Depressive disorder antidepressant treatment response or hippocampal

Although the interaction between the BNDF and 5-HT provides a promising bridge between structural and functional neuronal activity, and serves as explanatory hypothesis for neuronal plasticity deficits in neuropsychiatric disorders, exact mechanisms underlying the regulation of the cross connection between BDNF and 5-HT in humans remain unresolved. Our data in concert with above referred work speak for a similar expression of 5-HTT and 5HT1A receptors upon life-time BDNF reduction, but unfortunately do not illuminate the mechanisms leading to this observation. Theoretically, counter-regulatory or compensatory effects may have altered 5-HTT and 5-HT1A expression.

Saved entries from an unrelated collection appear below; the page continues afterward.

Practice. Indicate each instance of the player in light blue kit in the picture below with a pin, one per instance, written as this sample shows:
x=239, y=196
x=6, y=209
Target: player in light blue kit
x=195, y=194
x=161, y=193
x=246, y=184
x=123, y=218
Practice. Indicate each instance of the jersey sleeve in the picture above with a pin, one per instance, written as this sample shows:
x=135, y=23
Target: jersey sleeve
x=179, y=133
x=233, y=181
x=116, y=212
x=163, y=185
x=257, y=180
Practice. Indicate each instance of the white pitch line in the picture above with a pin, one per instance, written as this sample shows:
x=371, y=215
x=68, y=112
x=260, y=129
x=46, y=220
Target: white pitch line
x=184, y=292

Furthermore, it is possible that not absolute numbers but functional activity of serotonergic structures is altered by BDNF. The evidence on connections between depression and BNDF genotype status is inconsistent as well. Meta-analytical research suggested an association of Val66Met with major depressive disorder antidepressant treatment response or hippocampal volume and a role of gender and ethnicity. However, recent meta-analyses refuted these associations and detected power deficits in many trials. Low serum levels of BDNF were suggested as potential peripheral marker of depression and increase of serum BDNF as response to the appropriate first-line treatment with selective 5-HT reuptake inhibitors. Likewise, this association is weaker than initially thought and there is no relationship between symptom severity and BDNF serum concentration. Our results suggest no association between allelic distribution and diagnosis. Our small number of MDD subjects remain a limiting factor in that Rhynchophylline regard. Unfortunately a common problem of human PET studies is weak power resulting from low subject numbers, owed to the large effort of conducting PET-imaging. This is even more intrinsic to genetic PET studies reporting results based on genotype subgroups and in SNP neuroimaging studies where pooling of rare genotype groups is common practice. The low subject number in the MDD met-carrier group could therefore be a Wilforlide-A limitation of our study.